The framework consists of a Scheduler, Data Import and an Integration component with a set of pluggable modules.
LDIF components encompass the whole process from data import and processing to integration and quality assessment. We use some of LDIF componets internally in ODCleanStore (Silk). The main difference is that LDIF is a framework other applications can built on, while ODCleanStore is a ready-to-use solution that can be easily deployed and managed via a web interface. Differences in quality assessment and data aggregation with Sieve, a part of the LDIF framework, are described below.
Provenance in LDIF - see Figure 2 of LOD2 Deliverable 4.3.2
Sieve adds quality assessment and data fusion capabilities to the LDIF architecture. It uses metadata about named graphs in order to assess data quality, agnostic to provenance vocabulary and quality models. Sieve uses customizable scoring functions to output data quality descriptors. Based on these quality descriptors (and/or optionally other descriptors ), Sieve can use configurable FusionFunctions to clean the data according to task-specific requirements.

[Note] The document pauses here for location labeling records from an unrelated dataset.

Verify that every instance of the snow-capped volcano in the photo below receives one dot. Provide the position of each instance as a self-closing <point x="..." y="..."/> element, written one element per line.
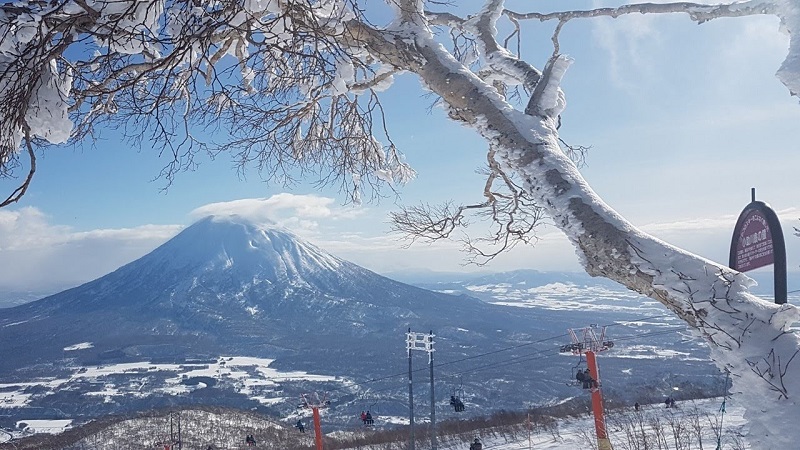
<point x="228" y="286"/>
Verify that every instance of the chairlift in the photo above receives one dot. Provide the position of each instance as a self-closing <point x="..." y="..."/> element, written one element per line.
<point x="368" y="414"/>
<point x="578" y="367"/>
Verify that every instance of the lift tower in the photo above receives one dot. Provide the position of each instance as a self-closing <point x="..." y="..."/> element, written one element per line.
<point x="589" y="343"/>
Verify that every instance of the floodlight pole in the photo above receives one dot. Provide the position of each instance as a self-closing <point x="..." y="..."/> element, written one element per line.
<point x="315" y="406"/>
<point x="423" y="342"/>
<point x="409" y="346"/>
<point x="429" y="348"/>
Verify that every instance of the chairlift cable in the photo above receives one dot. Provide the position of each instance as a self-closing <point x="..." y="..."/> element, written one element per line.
<point x="515" y="359"/>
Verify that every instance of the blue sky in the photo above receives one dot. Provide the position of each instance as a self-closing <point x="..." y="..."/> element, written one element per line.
<point x="683" y="120"/>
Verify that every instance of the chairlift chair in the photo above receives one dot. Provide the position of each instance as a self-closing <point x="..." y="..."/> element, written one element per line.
<point x="455" y="398"/>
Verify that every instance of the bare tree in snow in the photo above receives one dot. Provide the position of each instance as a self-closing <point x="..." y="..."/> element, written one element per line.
<point x="293" y="86"/>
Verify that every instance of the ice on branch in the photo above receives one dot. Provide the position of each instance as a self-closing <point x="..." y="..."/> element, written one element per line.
<point x="789" y="72"/>
<point x="552" y="99"/>
<point x="47" y="111"/>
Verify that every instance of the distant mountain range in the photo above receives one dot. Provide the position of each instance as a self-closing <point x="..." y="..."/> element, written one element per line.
<point x="159" y="331"/>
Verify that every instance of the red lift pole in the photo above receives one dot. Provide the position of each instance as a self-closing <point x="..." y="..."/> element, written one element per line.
<point x="590" y="344"/>
<point x="314" y="403"/>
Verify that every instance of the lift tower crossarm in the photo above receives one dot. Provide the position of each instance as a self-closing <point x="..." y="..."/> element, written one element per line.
<point x="589" y="344"/>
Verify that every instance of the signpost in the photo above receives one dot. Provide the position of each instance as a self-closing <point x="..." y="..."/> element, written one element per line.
<point x="758" y="241"/>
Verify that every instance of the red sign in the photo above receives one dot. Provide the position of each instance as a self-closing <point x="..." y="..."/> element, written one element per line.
<point x="754" y="247"/>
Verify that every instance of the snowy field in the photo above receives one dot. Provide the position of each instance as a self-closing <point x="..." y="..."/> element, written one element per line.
<point x="690" y="426"/>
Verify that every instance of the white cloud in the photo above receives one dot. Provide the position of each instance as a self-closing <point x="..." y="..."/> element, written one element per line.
<point x="299" y="213"/>
<point x="40" y="256"/>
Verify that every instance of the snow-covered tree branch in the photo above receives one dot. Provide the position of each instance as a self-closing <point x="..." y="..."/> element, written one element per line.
<point x="293" y="86"/>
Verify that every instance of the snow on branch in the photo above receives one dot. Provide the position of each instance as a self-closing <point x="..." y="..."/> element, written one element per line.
<point x="787" y="10"/>
<point x="697" y="11"/>
<point x="275" y="78"/>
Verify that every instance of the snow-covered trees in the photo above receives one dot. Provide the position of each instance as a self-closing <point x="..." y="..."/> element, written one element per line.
<point x="289" y="84"/>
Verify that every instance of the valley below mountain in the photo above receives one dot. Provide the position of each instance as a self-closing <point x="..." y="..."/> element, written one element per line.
<point x="236" y="314"/>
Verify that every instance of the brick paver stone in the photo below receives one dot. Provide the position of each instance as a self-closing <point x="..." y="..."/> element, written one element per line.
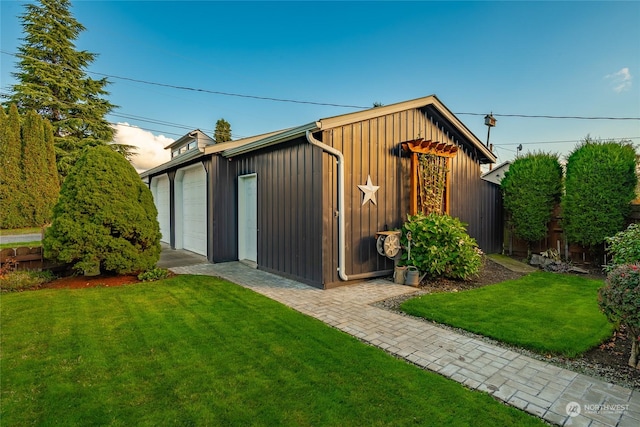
<point x="557" y="395"/>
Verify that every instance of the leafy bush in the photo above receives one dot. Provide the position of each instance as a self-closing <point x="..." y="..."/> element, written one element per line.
<point x="532" y="187"/>
<point x="154" y="274"/>
<point x="105" y="217"/>
<point x="619" y="300"/>
<point x="624" y="247"/>
<point x="21" y="280"/>
<point x="440" y="246"/>
<point x="600" y="185"/>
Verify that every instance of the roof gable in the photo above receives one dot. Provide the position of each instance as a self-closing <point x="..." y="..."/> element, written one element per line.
<point x="431" y="102"/>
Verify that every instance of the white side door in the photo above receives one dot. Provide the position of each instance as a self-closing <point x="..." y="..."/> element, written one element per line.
<point x="248" y="217"/>
<point x="194" y="210"/>
<point x="160" y="191"/>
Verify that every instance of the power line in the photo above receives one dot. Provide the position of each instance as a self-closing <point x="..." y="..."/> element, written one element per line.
<point x="274" y="99"/>
<point x="546" y="116"/>
<point x="563" y="142"/>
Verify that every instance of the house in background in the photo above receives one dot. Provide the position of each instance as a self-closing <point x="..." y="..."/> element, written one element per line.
<point x="307" y="202"/>
<point x="496" y="174"/>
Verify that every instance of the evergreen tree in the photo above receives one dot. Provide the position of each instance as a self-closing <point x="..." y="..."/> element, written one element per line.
<point x="532" y="187"/>
<point x="51" y="188"/>
<point x="11" y="178"/>
<point x="34" y="169"/>
<point x="105" y="218"/>
<point x="52" y="81"/>
<point x="600" y="185"/>
<point x="222" y="132"/>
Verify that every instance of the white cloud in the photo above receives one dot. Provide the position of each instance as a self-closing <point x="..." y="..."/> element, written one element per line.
<point x="621" y="81"/>
<point x="149" y="147"/>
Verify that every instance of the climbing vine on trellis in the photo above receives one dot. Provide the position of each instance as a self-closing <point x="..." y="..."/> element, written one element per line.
<point x="432" y="181"/>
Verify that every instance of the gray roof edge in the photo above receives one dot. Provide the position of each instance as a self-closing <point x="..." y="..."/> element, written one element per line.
<point x="277" y="138"/>
<point x="176" y="161"/>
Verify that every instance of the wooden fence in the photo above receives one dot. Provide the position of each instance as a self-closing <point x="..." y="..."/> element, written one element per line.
<point x="556" y="239"/>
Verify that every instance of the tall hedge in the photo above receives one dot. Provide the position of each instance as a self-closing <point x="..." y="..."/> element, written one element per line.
<point x="600" y="185"/>
<point x="11" y="177"/>
<point x="531" y="188"/>
<point x="105" y="217"/>
<point x="42" y="188"/>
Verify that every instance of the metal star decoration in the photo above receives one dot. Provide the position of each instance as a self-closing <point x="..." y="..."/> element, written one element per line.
<point x="369" y="191"/>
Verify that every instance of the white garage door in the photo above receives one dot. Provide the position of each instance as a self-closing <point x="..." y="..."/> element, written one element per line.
<point x="194" y="210"/>
<point x="160" y="191"/>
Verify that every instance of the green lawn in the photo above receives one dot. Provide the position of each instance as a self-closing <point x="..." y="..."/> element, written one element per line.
<point x="544" y="312"/>
<point x="194" y="350"/>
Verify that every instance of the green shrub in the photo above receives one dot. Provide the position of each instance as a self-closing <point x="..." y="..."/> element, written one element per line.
<point x="22" y="280"/>
<point x="105" y="217"/>
<point x="624" y="247"/>
<point x="600" y="185"/>
<point x="154" y="274"/>
<point x="619" y="300"/>
<point x="531" y="188"/>
<point x="440" y="246"/>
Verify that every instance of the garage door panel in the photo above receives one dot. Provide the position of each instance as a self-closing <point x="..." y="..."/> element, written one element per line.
<point x="161" y="199"/>
<point x="194" y="198"/>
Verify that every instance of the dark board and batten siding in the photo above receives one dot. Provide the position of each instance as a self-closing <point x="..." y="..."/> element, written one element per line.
<point x="371" y="147"/>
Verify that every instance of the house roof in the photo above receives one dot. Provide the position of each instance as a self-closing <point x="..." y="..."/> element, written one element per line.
<point x="176" y="161"/>
<point x="245" y="145"/>
<point x="197" y="134"/>
<point x="336" y="121"/>
<point x="496" y="174"/>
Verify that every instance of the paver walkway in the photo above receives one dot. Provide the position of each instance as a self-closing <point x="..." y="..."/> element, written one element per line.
<point x="557" y="395"/>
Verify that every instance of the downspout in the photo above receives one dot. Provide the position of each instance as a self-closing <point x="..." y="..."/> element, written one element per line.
<point x="341" y="227"/>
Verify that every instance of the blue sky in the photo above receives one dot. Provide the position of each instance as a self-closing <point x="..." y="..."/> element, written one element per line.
<point x="529" y="58"/>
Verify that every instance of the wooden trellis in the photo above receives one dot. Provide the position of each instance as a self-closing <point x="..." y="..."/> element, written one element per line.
<point x="430" y="170"/>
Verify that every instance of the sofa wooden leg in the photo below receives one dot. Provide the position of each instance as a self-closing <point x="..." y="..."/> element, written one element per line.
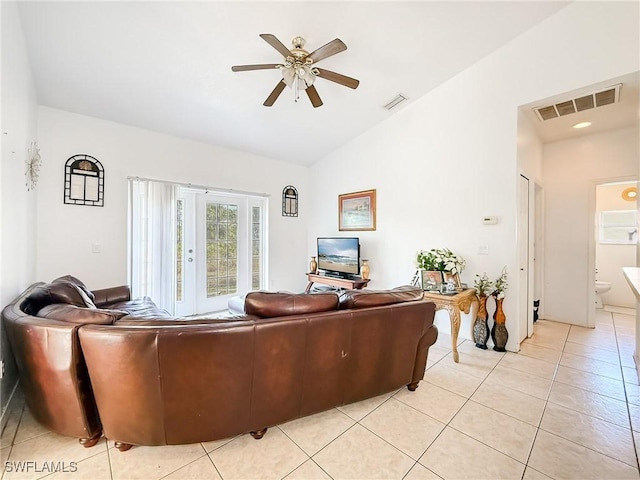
<point x="90" y="442"/>
<point x="258" y="434"/>
<point x="123" y="447"/>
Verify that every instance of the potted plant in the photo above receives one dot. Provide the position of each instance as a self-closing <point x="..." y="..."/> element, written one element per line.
<point x="499" y="333"/>
<point x="484" y="288"/>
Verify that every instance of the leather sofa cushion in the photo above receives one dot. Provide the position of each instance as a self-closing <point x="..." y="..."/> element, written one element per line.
<point x="81" y="315"/>
<point x="378" y="298"/>
<point x="275" y="304"/>
<point x="78" y="283"/>
<point x="61" y="291"/>
<point x="142" y="307"/>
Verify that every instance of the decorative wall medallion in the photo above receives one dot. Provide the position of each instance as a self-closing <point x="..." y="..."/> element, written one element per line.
<point x="34" y="162"/>
<point x="290" y="201"/>
<point x="84" y="181"/>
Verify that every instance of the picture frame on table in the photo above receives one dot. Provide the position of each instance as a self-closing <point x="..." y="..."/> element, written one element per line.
<point x="357" y="211"/>
<point x="431" y="279"/>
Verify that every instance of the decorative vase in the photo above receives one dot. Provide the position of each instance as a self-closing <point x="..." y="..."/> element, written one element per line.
<point x="480" y="326"/>
<point x="499" y="333"/>
<point x="365" y="269"/>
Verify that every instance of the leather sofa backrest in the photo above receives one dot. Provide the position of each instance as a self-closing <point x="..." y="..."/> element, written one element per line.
<point x="377" y="298"/>
<point x="277" y="304"/>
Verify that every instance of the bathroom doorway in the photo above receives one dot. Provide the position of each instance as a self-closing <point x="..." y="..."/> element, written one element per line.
<point x="616" y="237"/>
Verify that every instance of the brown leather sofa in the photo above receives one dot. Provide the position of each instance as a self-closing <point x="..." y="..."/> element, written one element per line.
<point x="147" y="378"/>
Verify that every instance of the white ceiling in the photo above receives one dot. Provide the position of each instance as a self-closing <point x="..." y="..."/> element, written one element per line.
<point x="166" y="66"/>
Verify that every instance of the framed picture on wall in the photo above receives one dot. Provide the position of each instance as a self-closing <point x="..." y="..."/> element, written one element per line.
<point x="357" y="211"/>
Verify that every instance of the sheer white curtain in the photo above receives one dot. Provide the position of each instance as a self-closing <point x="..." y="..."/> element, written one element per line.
<point x="152" y="241"/>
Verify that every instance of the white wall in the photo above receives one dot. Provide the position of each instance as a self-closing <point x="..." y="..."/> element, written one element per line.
<point x="610" y="258"/>
<point x="17" y="206"/>
<point x="571" y="170"/>
<point x="449" y="158"/>
<point x="67" y="232"/>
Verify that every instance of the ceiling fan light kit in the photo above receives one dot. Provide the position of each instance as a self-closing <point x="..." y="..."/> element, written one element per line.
<point x="298" y="70"/>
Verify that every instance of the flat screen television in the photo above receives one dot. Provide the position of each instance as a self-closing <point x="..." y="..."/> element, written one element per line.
<point x="339" y="256"/>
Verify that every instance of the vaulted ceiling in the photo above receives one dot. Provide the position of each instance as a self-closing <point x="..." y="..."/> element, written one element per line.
<point x="166" y="66"/>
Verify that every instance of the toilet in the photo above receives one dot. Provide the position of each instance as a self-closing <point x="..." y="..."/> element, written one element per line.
<point x="601" y="287"/>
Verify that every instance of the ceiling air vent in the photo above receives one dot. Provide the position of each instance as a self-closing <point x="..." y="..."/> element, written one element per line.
<point x="599" y="98"/>
<point x="397" y="100"/>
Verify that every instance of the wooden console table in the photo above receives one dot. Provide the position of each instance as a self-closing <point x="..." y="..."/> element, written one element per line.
<point x="335" y="282"/>
<point x="454" y="304"/>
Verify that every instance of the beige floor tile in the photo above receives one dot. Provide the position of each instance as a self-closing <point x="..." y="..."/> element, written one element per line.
<point x="452" y="379"/>
<point x="589" y="381"/>
<point x="420" y="472"/>
<point x="593" y="337"/>
<point x="432" y="400"/>
<point x="48" y="448"/>
<point x="437" y="353"/>
<point x="92" y="468"/>
<point x="520" y="381"/>
<point x="29" y="428"/>
<point x="212" y="445"/>
<point x="502" y="432"/>
<point x="309" y="470"/>
<point x="599" y="354"/>
<point x="314" y="432"/>
<point x="458" y="456"/>
<point x="469" y="364"/>
<point x="559" y="458"/>
<point x="541" y="353"/>
<point x="359" y="454"/>
<point x="531" y="474"/>
<point x="151" y="463"/>
<point x="274" y="456"/>
<point x="630" y="375"/>
<point x="634" y="414"/>
<point x="359" y="410"/>
<point x="527" y="364"/>
<point x="199" y="469"/>
<point x="404" y="427"/>
<point x="549" y="334"/>
<point x="591" y="432"/>
<point x="633" y="393"/>
<point x="590" y="403"/>
<point x="591" y="365"/>
<point x="510" y="402"/>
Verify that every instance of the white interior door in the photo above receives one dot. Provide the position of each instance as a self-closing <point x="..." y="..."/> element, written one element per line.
<point x="525" y="303"/>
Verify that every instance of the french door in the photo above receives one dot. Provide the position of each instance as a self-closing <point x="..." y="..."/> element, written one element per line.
<point x="220" y="246"/>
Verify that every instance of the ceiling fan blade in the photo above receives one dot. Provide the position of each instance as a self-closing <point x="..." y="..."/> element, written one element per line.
<point x="338" y="78"/>
<point x="273" y="96"/>
<point x="312" y="93"/>
<point x="331" y="48"/>
<point x="263" y="66"/>
<point x="275" y="43"/>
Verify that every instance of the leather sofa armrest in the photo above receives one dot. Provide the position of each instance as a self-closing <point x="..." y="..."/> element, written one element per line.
<point x="108" y="296"/>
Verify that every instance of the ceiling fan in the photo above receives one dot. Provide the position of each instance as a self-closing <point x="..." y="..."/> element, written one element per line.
<point x="299" y="70"/>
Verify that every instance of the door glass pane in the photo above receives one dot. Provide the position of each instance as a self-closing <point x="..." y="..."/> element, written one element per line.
<point x="222" y="248"/>
<point x="179" y="246"/>
<point x="256" y="229"/>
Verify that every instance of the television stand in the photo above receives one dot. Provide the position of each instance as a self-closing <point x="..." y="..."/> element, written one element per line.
<point x="354" y="283"/>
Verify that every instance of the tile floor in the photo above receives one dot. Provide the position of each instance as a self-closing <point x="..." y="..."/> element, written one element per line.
<point x="566" y="407"/>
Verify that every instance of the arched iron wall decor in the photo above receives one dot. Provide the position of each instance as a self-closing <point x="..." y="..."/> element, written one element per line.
<point x="84" y="181"/>
<point x="290" y="201"/>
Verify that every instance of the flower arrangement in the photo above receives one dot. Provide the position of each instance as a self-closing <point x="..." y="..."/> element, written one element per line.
<point x="484" y="286"/>
<point x="500" y="285"/>
<point x="440" y="259"/>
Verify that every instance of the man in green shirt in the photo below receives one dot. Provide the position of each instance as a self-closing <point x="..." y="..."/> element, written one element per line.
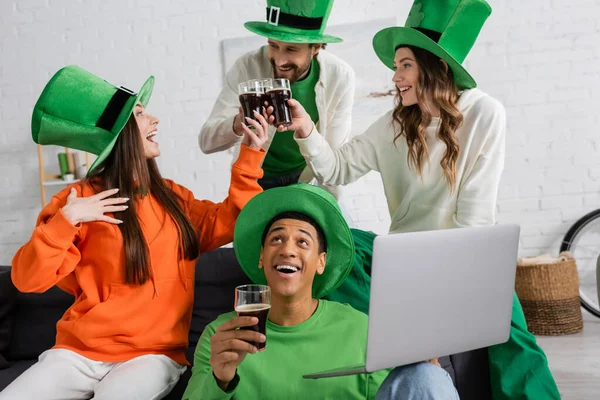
<point x="322" y="82"/>
<point x="295" y="240"/>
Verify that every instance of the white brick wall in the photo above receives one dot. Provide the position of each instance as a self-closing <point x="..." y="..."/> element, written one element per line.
<point x="540" y="58"/>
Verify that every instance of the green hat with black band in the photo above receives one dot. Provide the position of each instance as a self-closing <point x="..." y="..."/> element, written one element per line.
<point x="81" y="111"/>
<point x="309" y="200"/>
<point x="295" y="21"/>
<point x="446" y="28"/>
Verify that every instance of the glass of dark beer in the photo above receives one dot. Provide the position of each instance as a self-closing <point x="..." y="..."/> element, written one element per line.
<point x="267" y="85"/>
<point x="254" y="301"/>
<point x="279" y="94"/>
<point x="251" y="97"/>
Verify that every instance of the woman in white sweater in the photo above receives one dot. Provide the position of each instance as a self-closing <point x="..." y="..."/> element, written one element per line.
<point x="440" y="153"/>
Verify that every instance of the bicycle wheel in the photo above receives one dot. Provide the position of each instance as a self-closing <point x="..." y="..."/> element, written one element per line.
<point x="583" y="241"/>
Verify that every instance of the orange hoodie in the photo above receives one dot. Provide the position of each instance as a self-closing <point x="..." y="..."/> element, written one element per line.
<point x="110" y="320"/>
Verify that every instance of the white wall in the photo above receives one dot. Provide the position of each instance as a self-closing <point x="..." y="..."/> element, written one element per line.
<point x="541" y="58"/>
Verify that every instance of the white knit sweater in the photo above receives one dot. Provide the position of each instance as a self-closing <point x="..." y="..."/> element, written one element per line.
<point x="418" y="203"/>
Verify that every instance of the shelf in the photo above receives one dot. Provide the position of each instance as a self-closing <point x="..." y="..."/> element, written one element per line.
<point x="59" y="182"/>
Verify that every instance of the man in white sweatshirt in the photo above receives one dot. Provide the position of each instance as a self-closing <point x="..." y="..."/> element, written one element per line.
<point x="320" y="81"/>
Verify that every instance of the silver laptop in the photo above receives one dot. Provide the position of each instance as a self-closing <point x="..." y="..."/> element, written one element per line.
<point x="437" y="293"/>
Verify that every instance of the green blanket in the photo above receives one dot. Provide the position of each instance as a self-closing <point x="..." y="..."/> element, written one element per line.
<point x="518" y="368"/>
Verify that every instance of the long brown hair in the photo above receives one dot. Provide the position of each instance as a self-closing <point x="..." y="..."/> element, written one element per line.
<point x="437" y="84"/>
<point x="128" y="169"/>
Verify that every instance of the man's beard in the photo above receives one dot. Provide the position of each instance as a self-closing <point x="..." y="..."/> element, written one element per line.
<point x="294" y="71"/>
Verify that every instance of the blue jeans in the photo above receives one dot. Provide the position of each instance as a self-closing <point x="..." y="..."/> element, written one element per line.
<point x="420" y="381"/>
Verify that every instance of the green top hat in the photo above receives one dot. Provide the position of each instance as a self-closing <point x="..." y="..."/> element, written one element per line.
<point x="446" y="28"/>
<point x="81" y="111"/>
<point x="295" y="21"/>
<point x="306" y="199"/>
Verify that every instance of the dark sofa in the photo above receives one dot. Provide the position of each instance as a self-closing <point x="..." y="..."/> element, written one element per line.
<point x="28" y="325"/>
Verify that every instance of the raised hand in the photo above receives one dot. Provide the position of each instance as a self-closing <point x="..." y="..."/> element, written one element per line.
<point x="301" y="122"/>
<point x="257" y="138"/>
<point x="87" y="209"/>
<point x="229" y="347"/>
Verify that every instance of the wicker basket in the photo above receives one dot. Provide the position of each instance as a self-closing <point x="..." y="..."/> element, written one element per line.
<point x="549" y="294"/>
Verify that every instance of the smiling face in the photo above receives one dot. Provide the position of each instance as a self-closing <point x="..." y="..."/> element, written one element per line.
<point x="148" y="127"/>
<point x="291" y="256"/>
<point x="291" y="60"/>
<point x="406" y="75"/>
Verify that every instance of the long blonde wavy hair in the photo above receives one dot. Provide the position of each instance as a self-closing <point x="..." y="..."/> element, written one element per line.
<point x="436" y="83"/>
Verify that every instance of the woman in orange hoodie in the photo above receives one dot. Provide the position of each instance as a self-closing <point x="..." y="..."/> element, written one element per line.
<point x="128" y="260"/>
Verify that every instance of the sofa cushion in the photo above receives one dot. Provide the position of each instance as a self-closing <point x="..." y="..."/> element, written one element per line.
<point x="8" y="294"/>
<point x="13" y="371"/>
<point x="34" y="322"/>
<point x="218" y="273"/>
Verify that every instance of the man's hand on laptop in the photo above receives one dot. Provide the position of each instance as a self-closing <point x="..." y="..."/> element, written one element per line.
<point x="229" y="346"/>
<point x="435" y="361"/>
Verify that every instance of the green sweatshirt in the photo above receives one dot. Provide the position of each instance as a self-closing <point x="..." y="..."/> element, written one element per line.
<point x="284" y="156"/>
<point x="333" y="337"/>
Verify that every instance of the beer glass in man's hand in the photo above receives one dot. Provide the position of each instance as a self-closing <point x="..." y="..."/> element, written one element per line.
<point x="251" y="97"/>
<point x="279" y="94"/>
<point x="254" y="301"/>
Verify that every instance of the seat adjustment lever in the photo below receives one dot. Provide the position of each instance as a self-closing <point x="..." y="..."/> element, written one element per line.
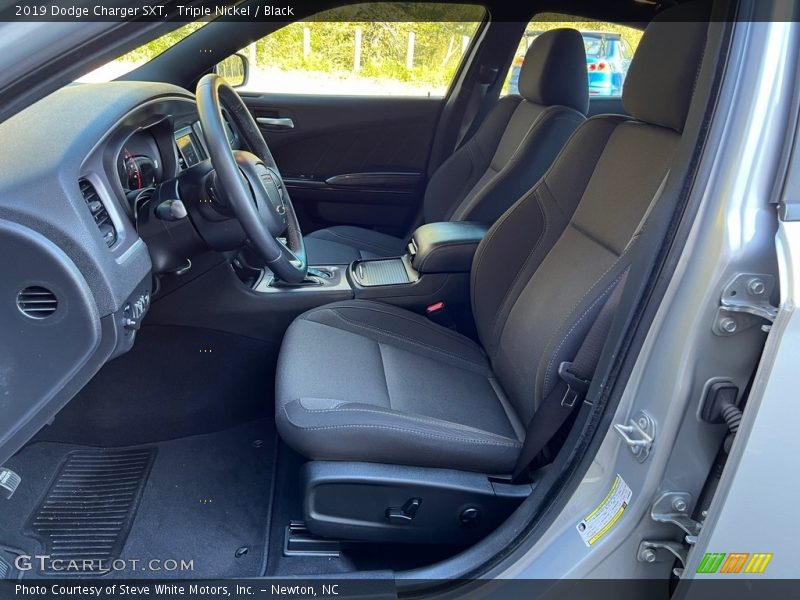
<point x="401" y="516"/>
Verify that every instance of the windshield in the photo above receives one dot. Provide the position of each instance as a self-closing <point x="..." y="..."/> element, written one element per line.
<point x="143" y="54"/>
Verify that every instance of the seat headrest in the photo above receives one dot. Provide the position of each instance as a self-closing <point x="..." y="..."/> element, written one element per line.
<point x="554" y="70"/>
<point x="661" y="79"/>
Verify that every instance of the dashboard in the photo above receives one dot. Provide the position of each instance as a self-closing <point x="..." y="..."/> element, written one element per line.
<point x="78" y="266"/>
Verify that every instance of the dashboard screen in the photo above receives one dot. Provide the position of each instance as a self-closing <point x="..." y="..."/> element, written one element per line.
<point x="187" y="147"/>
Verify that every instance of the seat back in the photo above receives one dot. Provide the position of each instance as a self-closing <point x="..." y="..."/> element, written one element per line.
<point x="544" y="269"/>
<point x="520" y="136"/>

Sieve offers functionality similar to our Conflict Resolution component; however the purpose of Sieve in LDIF is different - it aggregates data while being stored to the clean database (unlike Conflict Resolution used at query time). This may be suitable when the desired data are known in advance but is not sufficient for open Web environments, where every consumer has different requirements on the aggregated data. Furthermore, ODCleanStore provides quality for each result statement where Sieve computes quality only for whole named graph.
** Karma **
Integration systems in relational databases
The problem of integration of heterogeneous data (solved in ODCleanStore for RDF data) is solved by several systems for relational databases, e.g. Aurora or Fusionplex.